Assuming, therefore, that the aunts could have maintained their suit, upon its merits, if it had been brought within a reasonable time, the question arises whether they have not lost their rights by laches and lapse of time after acquiring knowledge, or having the means to obtain knowledge, of the true state of the facts. The office of trustee is important to the community at large, as well as to the parties immediately interested, and is especially so to parties who are, from any cause, unable to care for themselves. It is naturally one, in all cases, of great confidence.

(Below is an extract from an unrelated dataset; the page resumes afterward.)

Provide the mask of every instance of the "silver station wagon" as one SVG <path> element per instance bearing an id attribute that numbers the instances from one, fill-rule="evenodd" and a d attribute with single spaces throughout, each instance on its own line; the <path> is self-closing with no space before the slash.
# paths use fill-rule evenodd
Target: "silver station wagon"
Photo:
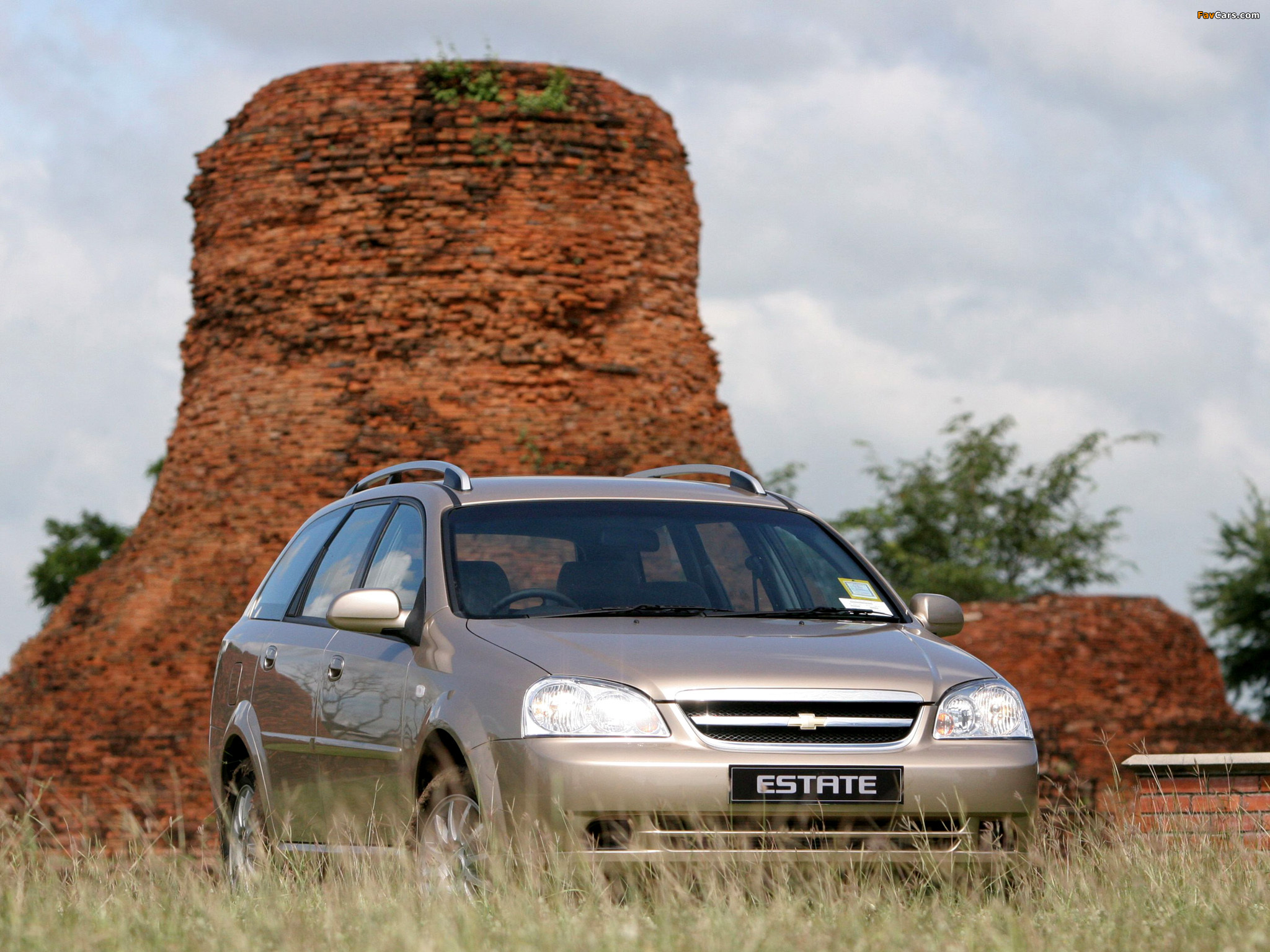
<path id="1" fill-rule="evenodd" d="M 1036 748 L 1019 693 L 945 641 L 961 623 L 739 470 L 381 470 L 221 645 L 229 872 L 265 844 L 409 847 L 458 885 L 517 829 L 603 862 L 999 861 Z"/>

The law wisely and justly regards every person holding such a position with jealous scrutiny, and denounces in severe terms even the slightest attempt to pervert his position, duties, and powers for his own interest, profit, or benefit. As a general rule, mere lapse of time is no bar to the enforcement of a trust clearly established; and, where fraud is imputed and clearly proved, length of time ought not, of itself, to exclude relief. Prevost v. Gratz, 6 Wheat. 481, 497; Michoud v. Girod, 4 How. 503, 560; Lewis v. Hawkins, 23 Wall. 119, 126; Railroad Co. v. Durant, 95 U. S. 576. This rule is in accordance with the reason upon which it is founded, and is subject to many qualifications, which are as well established as the rule itself. For instance, time begins to run against a trust as soon as it is openly disavowed by the trustee, by insisting upon an adverse right and interest which is clearly and unequivocally made known to the cestui que trust. Unless there has been a fraudulent concealment of the cause of action, and the complainants have remained in ignorance of their rights, lapse of time is as complete a bar in suits of equity as in actions at law. Elmendorf v. Taylor, 10 Wheat. 168; Badger v. Badger, 2 Wall. 87; Speidel v. Henrici, 120 U. S. 377, 386, 7 Sup. Ct.